By Reg Curren
March 28 (Bloomberg) -- Natural gas advanced as speculators who had sold contracts in bad bets on falling prices bought the positions back to protect gains or limit losses.
Natural gas has rallied 31 percent since Dec. 31 and 8 percent so far this week, forcing those with so-called short positions to buy. Short trades are bets prices will decline. Analysts had expected gas to decline as winter waned and the economy slowed.
``The buyers are out, there's a lot of buying on the dips,'' said Carl Neill, an energy analyst at Risk Management Inc. in Chicago. Gas is slowly turning people into believers that it is a worldwide market and ``the price will go higher.''
Natural gas for May delivery rose 11.3 cents, or 1.2 percent, to settle at $9.80 per million British thermal units at 3:22 p.m. on the New York Mercantile Exchange. Gas touched a two- year high of $10.294 on March 14.
The April contract expired yesterday at $9.578.
``It's up, up and away for natural gas, we're going to average about $11 from April to November,'' said Peter Linder, an analyst and senior adviser with Calgary-based DeltaOne Energy Fund. ``It's supply'' falling after two years of surpluses.
Stockpiles may end the heating season near 1.25 trillion cubic feet, possibly less then needed to enable inventories to rebuild through the summer, analysts have said. Last year at this time supplies totaled 1.517 trillion cubic feet.
Stockpiles fell 36 billion cubic feet last week to 1.277 trillion cubic feet, the Energy Department said yesterday.
Shrinking inventories and higher demand for gas-fired power generation ``will continue to support elevated natural gas prices,'' said Michael Dane, an analyst at SunTrust Robinson Humphrey in Houston.
Falling Imports
Declining imports of liquefied natural gas, or LNG, are also playing a role, he said.
LNG flow into the U.S. this year may fall below the average 2.1 billion cubic feet a day in 2007. Analysts credit LNG, gas that has been cooled to a liquid state so that it can moved by tankers to markets not connected by pipelines, with helping push inventories to a record 3.545 trillion cubic feet at the start of the winter demand season last November.
Gas prices ``should stay firm or trend higher'' because supplies have tightened and ``it remains a cheaper alternative fuel,'' said John Kilduff, vice president of risk management at MF Global Ltd. in New York.
BTUs
On an energy equivalency basis, oil used to heat buildings and run power plants traded at premium to natural gas in New York. Based on spot prices, gas is valued at $10.07 per million Btu compared with $13.74 per million Btu for fuel oil, according to data compiled by Bloomberg. Heating oil at $23.09 per million Btu equivalent is more than double the price of natural gas.

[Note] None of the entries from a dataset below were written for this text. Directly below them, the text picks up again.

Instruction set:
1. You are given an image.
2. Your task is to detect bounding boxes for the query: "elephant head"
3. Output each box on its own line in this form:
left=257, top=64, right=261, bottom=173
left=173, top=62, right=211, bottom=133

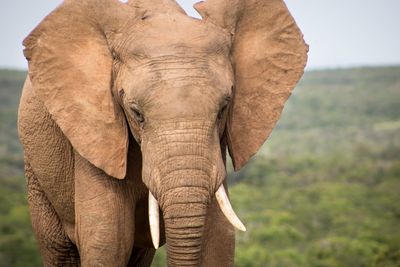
left=23, top=0, right=307, bottom=265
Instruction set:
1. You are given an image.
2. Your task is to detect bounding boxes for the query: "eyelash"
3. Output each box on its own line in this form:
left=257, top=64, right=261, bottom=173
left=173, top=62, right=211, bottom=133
left=131, top=106, right=145, bottom=124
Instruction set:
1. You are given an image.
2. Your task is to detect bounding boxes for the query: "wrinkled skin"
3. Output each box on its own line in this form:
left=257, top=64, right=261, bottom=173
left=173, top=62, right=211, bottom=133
left=18, top=0, right=307, bottom=266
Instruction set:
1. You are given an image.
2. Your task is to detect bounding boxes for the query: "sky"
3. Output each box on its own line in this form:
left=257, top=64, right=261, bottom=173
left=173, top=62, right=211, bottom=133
left=1, top=0, right=399, bottom=70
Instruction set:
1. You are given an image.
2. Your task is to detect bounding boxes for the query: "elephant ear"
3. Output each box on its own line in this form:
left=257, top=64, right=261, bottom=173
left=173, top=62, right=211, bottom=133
left=23, top=0, right=132, bottom=179
left=196, top=0, right=308, bottom=170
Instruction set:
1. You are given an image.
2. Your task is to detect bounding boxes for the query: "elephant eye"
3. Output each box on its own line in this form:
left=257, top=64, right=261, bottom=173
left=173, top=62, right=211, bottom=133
left=218, top=102, right=228, bottom=120
left=119, top=89, right=125, bottom=99
left=131, top=106, right=145, bottom=125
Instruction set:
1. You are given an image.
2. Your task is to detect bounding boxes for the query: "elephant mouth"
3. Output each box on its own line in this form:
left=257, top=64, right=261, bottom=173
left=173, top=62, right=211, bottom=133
left=147, top=184, right=246, bottom=249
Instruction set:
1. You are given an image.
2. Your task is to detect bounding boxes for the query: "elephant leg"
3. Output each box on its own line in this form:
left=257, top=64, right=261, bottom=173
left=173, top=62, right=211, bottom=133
left=200, top=184, right=236, bottom=266
left=26, top=162, right=80, bottom=267
left=127, top=246, right=156, bottom=267
left=74, top=152, right=135, bottom=267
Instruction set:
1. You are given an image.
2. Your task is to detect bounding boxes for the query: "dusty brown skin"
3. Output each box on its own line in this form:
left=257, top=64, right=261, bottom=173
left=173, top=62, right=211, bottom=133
left=18, top=0, right=308, bottom=266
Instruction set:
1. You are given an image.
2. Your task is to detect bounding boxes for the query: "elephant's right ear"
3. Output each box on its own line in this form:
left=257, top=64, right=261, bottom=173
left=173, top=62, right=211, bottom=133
left=23, top=0, right=133, bottom=179
left=196, top=0, right=308, bottom=171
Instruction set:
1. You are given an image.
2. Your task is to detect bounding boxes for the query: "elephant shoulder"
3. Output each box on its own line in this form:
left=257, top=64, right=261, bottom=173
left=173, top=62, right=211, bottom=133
left=19, top=76, right=75, bottom=224
left=18, top=76, right=69, bottom=166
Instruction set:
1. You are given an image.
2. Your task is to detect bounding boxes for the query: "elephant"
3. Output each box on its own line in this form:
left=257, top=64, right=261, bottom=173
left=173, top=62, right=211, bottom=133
left=17, top=0, right=307, bottom=266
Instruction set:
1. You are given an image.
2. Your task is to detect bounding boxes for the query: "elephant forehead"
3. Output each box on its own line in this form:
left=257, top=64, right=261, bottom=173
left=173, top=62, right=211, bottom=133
left=123, top=54, right=233, bottom=107
left=120, top=13, right=231, bottom=58
left=144, top=88, right=222, bottom=121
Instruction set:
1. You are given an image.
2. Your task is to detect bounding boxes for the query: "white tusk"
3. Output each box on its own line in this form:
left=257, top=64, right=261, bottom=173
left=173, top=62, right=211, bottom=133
left=215, top=185, right=246, bottom=232
left=148, top=191, right=160, bottom=249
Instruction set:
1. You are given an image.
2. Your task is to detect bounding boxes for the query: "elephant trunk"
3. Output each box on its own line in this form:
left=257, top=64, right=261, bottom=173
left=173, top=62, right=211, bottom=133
left=142, top=120, right=244, bottom=265
left=156, top=140, right=213, bottom=266
left=162, top=186, right=208, bottom=266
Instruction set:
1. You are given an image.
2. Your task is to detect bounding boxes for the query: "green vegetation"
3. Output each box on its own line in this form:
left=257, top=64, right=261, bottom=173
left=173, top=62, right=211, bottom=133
left=0, top=70, right=25, bottom=179
left=1, top=67, right=400, bottom=266
left=0, top=69, right=40, bottom=267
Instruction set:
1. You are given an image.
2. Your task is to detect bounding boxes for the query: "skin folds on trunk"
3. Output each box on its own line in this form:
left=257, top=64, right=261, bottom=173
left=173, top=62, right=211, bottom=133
left=163, top=187, right=208, bottom=266
left=142, top=121, right=220, bottom=266
left=159, top=154, right=212, bottom=266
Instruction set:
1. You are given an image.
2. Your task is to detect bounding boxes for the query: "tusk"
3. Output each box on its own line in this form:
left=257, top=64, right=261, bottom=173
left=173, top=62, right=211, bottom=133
left=215, top=185, right=246, bottom=232
left=148, top=191, right=160, bottom=249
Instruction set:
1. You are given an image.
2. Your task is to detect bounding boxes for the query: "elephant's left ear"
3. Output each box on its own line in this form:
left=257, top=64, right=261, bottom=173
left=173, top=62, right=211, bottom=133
left=23, top=0, right=134, bottom=179
left=196, top=0, right=308, bottom=170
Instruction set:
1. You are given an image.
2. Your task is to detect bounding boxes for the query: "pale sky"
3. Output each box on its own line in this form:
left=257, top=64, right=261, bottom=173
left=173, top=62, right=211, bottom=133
left=1, top=0, right=399, bottom=70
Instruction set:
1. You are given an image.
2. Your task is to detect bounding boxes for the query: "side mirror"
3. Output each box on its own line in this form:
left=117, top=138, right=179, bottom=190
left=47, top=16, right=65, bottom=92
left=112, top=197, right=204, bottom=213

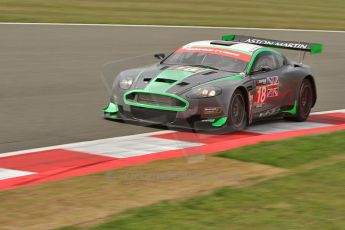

Commercial, industrial and power-generation demand accounts for about 78 percent of U.S. gas use, according to the Energy Department.
Imports of LNG for March are averaging 800 million cubic feet a day, about one-third the daily average of a year ago, Stacy Nieuwoudt, an analyst at Tudor, Pickering, Holt & Co. in Houston, said in a note yesterday.
``We're sitting on a real knife's edge at the moment, if we get a hot summer and we need LNG, we'll have to pay higher prices'' perhaps as much as $2 per million Btu than current prices, said Zach Allen, president of Pan EurAsian Enterprises in Raleigh, North Carolina, which tracks LNG shipments.
A moderate summer would allow demand to be met by current U.S. production and prompt gas prices to slide lower and blunt shipments of LNG, Allen said.
Traders have priced gas ``right in the middle'' of the two scenarios, allowing room for a $1 to $2 move in either direction, depending on weather, Allen said.